Jeff Green | Feb 07, 2024
Darryl Silver was a man of many skills, and year-round he was a big part of the Sydenham community. In spring, he sold a wide assortment of flowers and vegetables started in his greenhouses, as well as shrubs and other decorative plants imported from Southern Ontario growers. In summer, he made sure he had fresh corn throughout the growing season, as well as berries, peaches, tomatoes and a variety of vegetables.
Always, Darryl could be relied upon to have the freshest of produce. Come fall, it was pumpkins, bins of apples and winter squash, split and greenhouse-dried firewood. In December, Christmas trees.
He dealt with grace and humour when dealing with city-folks who sometimes made outlandish complaints; “My dinner party was ruined because some of the kernels (on the cobs of corn) weren't all in straight rows.”

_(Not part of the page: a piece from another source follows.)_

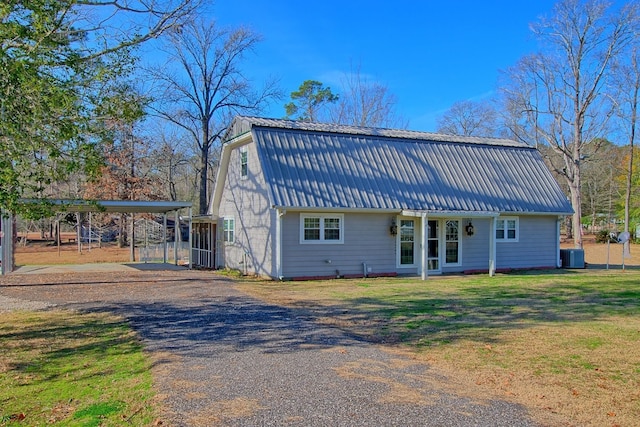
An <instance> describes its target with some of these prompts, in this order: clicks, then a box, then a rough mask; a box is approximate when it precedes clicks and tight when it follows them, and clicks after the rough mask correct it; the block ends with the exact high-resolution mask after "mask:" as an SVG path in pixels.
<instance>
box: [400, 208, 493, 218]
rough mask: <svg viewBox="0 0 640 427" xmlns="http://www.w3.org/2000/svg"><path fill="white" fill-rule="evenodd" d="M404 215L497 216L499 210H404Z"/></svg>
mask: <svg viewBox="0 0 640 427" xmlns="http://www.w3.org/2000/svg"><path fill="white" fill-rule="evenodd" d="M401 214H402V216H415V217H421V216H422V215H423V214H427V215H428V216H429V217H430V218H434V217H435V218H439V217H442V218H495V217H497V216H499V215H500V213H499V212H473V211H430V210H424V211H420V210H408V209H407V210H403V211H402V212H401Z"/></svg>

It was Darryl who donned a hazmat suit to clean up the hogweed-infested wall at the high school (two and a half truckloads of deep-rooted plants). He composted them before they went to seed, and replanted the tiers with tough and attractive perennials.
Knowledgeable about local history, he filled his barn with an eclectic assortment of antiques, and volunteered as one of the experts at the SF Museum’s “Treasures in the Attic” event last June.
Darryl died January 28: he will be greatly missed.
There will be more information later from his family about the celebration of Darryl’s life they plan to hold near the end of July at the greenhouse and barn.